Par un mémoire en défense enregistré le 9 octobre 2024, le préfet du Val-d’Oise conclut au rejet de la requête de M. C.
Vu :
— le jugement n°2202482 du 21 octobre 2022 du tribunal administratif de Cergy-Pontoise ;
— les autres pièces du dossier.
Vu :
— la convention européenne de sauvegarde des droits de l’homme et des libertés fondamentales ;
— le code de l’entrée et du séjour des étrangers et du droit d’asile ;
— le code de justice administrative.
Le président de la formation de jugement a dispensé la rapporteure publique, sur sa proposition, de prononcer des conclusions à l’audience.
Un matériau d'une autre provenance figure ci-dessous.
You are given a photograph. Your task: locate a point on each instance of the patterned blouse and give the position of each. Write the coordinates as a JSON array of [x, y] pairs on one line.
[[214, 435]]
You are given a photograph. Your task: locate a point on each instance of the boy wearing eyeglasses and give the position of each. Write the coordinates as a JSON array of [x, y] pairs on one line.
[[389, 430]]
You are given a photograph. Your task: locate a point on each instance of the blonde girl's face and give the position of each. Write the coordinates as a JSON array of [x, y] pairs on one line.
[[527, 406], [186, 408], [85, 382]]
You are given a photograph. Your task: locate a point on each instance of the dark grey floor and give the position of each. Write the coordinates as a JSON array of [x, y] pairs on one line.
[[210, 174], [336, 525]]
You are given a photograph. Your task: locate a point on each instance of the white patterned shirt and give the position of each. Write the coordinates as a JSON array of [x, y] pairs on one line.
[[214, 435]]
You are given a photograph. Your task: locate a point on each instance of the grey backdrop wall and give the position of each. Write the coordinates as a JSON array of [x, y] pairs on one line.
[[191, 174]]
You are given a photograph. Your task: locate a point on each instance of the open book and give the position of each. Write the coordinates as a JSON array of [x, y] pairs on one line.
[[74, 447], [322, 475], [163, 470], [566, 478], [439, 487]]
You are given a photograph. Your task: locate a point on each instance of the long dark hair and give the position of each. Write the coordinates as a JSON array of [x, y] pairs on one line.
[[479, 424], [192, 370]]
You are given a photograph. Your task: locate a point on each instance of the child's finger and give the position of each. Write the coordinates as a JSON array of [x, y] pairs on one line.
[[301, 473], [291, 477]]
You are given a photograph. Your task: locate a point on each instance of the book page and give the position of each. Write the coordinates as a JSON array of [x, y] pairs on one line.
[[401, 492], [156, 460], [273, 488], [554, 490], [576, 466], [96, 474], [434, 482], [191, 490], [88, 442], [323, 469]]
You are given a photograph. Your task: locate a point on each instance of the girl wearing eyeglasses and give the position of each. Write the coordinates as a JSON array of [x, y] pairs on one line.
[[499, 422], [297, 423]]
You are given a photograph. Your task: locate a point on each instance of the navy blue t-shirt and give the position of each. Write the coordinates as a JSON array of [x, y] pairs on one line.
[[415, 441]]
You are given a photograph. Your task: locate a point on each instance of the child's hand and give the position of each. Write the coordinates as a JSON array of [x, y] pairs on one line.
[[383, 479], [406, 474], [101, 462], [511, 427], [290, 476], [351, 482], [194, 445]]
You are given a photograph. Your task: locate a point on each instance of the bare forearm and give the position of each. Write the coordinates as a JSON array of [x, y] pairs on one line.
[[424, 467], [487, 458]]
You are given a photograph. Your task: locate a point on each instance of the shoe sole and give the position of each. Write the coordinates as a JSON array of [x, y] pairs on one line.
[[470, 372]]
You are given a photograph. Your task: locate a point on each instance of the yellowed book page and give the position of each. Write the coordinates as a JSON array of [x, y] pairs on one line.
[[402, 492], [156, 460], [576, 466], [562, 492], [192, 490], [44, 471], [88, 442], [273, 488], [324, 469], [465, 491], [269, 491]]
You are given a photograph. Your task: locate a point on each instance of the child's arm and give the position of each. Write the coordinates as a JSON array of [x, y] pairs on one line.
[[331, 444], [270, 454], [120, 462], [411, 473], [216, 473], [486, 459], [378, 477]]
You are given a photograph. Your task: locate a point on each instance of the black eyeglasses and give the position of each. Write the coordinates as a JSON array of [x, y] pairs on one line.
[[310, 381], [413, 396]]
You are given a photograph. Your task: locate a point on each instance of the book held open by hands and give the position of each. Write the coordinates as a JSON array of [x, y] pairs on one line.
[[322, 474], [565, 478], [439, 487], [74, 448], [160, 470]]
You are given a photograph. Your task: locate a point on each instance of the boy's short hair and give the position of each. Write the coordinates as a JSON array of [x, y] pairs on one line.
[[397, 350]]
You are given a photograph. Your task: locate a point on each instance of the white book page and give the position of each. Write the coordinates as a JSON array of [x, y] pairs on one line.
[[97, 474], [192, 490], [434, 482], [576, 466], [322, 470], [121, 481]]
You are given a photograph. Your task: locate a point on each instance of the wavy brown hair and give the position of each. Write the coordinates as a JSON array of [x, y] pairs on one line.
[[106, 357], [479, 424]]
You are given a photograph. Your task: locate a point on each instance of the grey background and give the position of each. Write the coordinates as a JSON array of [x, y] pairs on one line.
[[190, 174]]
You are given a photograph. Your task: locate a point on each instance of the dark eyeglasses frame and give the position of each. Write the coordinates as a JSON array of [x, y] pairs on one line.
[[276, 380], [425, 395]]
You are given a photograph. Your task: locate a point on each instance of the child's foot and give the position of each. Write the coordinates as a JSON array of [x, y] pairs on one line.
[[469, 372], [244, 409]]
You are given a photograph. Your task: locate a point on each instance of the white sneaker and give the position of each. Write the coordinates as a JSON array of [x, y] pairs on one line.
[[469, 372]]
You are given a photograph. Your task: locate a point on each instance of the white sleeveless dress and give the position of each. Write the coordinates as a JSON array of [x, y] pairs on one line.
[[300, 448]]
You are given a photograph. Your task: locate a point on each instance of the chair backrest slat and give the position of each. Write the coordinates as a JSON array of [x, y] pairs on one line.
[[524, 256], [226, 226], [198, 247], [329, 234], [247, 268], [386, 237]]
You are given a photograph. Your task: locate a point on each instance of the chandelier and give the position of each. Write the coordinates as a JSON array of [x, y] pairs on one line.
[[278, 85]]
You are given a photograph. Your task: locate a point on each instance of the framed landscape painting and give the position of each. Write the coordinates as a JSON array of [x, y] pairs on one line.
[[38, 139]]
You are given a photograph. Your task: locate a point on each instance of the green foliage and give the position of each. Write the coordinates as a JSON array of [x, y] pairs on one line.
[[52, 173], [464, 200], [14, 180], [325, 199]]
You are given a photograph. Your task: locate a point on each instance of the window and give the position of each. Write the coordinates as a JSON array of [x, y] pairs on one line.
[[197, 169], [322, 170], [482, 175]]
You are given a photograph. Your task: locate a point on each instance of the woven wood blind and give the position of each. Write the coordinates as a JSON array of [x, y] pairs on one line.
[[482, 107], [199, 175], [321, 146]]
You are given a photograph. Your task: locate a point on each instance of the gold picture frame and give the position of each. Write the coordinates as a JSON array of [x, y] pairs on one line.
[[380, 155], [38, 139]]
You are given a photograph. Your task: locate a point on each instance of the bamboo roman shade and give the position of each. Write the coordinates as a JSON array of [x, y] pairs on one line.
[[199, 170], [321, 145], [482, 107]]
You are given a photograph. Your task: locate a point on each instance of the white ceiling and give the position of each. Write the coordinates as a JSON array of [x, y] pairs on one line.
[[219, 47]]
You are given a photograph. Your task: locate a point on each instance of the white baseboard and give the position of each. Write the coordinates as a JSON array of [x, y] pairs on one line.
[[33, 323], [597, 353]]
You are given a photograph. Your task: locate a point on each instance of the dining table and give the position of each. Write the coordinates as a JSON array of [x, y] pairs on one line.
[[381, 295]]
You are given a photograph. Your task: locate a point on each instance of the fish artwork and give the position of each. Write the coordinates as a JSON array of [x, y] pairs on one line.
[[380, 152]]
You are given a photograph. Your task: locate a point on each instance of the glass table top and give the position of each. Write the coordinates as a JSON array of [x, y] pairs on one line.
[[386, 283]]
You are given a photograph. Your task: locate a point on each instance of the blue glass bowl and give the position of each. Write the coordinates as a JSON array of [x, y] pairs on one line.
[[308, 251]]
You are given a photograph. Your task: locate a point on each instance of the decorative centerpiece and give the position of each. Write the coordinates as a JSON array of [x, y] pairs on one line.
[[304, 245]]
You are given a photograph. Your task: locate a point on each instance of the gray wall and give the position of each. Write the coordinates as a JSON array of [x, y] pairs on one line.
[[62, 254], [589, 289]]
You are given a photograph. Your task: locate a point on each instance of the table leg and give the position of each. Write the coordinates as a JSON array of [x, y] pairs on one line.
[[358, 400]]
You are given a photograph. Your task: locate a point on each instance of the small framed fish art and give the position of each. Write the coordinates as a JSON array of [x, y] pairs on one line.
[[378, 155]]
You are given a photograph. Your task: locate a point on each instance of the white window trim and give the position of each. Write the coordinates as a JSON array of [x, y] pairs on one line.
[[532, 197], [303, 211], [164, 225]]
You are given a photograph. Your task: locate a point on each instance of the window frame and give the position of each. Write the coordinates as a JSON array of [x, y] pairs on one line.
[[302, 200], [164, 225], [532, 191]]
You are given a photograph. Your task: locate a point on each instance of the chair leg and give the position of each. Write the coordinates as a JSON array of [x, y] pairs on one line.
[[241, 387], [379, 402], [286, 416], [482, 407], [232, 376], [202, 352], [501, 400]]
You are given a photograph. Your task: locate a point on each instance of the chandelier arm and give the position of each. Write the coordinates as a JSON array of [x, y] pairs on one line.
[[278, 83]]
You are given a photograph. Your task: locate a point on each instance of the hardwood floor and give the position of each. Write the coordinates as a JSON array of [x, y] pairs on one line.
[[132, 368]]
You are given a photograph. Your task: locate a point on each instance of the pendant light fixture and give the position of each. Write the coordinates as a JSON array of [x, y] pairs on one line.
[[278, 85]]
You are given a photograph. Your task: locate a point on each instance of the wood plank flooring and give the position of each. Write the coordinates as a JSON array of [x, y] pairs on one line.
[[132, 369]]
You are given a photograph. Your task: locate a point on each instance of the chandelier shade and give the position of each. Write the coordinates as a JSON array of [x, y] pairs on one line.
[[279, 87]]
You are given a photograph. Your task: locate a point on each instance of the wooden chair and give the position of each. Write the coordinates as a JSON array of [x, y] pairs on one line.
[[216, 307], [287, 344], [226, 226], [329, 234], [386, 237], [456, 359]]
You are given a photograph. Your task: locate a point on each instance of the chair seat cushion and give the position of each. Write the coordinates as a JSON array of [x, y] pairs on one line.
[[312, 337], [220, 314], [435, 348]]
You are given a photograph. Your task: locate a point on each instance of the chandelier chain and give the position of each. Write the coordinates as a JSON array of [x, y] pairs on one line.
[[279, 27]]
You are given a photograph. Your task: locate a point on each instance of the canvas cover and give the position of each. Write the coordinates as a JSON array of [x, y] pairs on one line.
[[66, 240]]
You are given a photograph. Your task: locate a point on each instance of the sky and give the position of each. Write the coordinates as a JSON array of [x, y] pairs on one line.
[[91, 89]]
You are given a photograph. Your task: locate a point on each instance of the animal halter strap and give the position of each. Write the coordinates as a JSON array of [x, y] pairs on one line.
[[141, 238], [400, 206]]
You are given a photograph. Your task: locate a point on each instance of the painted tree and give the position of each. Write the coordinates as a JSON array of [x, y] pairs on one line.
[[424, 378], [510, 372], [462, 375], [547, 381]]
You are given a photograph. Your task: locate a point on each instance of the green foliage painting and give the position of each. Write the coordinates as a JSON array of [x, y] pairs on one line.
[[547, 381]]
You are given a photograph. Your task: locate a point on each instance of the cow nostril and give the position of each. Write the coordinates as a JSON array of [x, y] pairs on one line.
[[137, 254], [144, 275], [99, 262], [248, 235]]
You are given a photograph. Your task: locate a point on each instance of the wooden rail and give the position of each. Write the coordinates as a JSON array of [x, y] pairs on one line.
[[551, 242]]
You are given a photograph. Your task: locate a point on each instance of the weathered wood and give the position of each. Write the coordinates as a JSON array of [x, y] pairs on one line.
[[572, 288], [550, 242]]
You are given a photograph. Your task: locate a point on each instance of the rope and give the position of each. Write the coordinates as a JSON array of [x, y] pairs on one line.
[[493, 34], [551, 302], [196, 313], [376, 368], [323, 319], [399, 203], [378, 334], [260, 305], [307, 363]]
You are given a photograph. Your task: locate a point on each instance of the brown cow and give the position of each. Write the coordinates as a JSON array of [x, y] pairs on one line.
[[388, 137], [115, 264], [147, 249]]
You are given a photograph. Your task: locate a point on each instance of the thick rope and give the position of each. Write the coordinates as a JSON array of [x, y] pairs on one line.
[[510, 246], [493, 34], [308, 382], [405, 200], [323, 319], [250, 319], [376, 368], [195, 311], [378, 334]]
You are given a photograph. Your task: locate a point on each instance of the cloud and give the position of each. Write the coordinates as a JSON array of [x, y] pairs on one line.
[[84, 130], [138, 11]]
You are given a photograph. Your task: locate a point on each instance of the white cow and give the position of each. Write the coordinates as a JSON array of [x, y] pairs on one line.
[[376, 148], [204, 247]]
Les parties ont été régulièrement averties du jour de l’audience.
Le rapport de M. Prost, premier conseiller, a été entendu au cours de l’audience publique.
Considérant ce qui suit :
1. M. B C, ressortissant de la République démocratique du Congo né le 19 janvier 1978, déclare être entré irrégulièrement en France le 27 août 2008. Le 6 avril 2020, il a obtenu un titre de séjour en tant que parent d’enfant français, valable du 6 avril 2020 au 5 avril 2021. Par un arrêté du 10 février 2022, le préfet du Val-d’Oise a refusé de renouveler son titre de séjour et l’a obligé à quitter le territoire français dans le délai de trente jours. Le tribunal administratif de Cergy-Pontoise ayant annulé cet arrêté par un jugement n°2202482 du 27 octobre 2022, le préfet du Val-d’Oise a réexaminé la situation de M. C et a rejeté, par un arrêté du 18 juin 2024, sa demande de renouvellement de titre de séjour, l’a obligé à quitter le territoire français sans délai et a prononcé à son encontre une interdiction de retour sur le territoire français pour une durée de trois ans. Par la présente requête, M. C demande au tribunal d’annuler ce dernier arrêté en toutes ses dispositions.
Sur les conclusions aux fins d’annulation :
2. Aux termes de l’article 8 de la convention européenne de sauvegarde des droits de l’homme et des libertés fondamentales : « 1. Toute personne a droit au respect de sa vie privée et familiale, de son domicile et de sa correspondance (). ». Aux termes de l’article L. 423-23 du code de l’entrée et du séjour des étrangers et du droit d’asile : « L’étranger qui n’entre pas dans les catégories prévues aux articles L. 423-1, L. 423-7, L. 423-14, L. 423-15, L. 423-21 et L. 423-22 ou dans celles qui ouvrent droit au regroupement familial, et qui dispose de liens personnels et familiaux en France tels que le refus d’autoriser son séjour porterait à son droit au respect de sa vie privée et familiale une atteinte disproportionnée au regard des motifs du refus, se voit délivrer une carte de séjour temporaire portant la mention » vie privée et familiale « d’une durée d’un an, sans que soit opposable la condition prévue à l’article L. 412-1. / Les liens mentionnés au premier alinéa sont appréciés notamment au regard de leur intensité, de leur ancienneté et de leur stabilité, des conditions d’existence de l’étranger, de son insertion dans la société française ainsi que de la nature de ses liens avec sa famille restée dans son pays d’origine. /L’insertion de l’étranger dans la société française est évaluée en tenant compte notamment de sa connaissance des valeurs de la République. ».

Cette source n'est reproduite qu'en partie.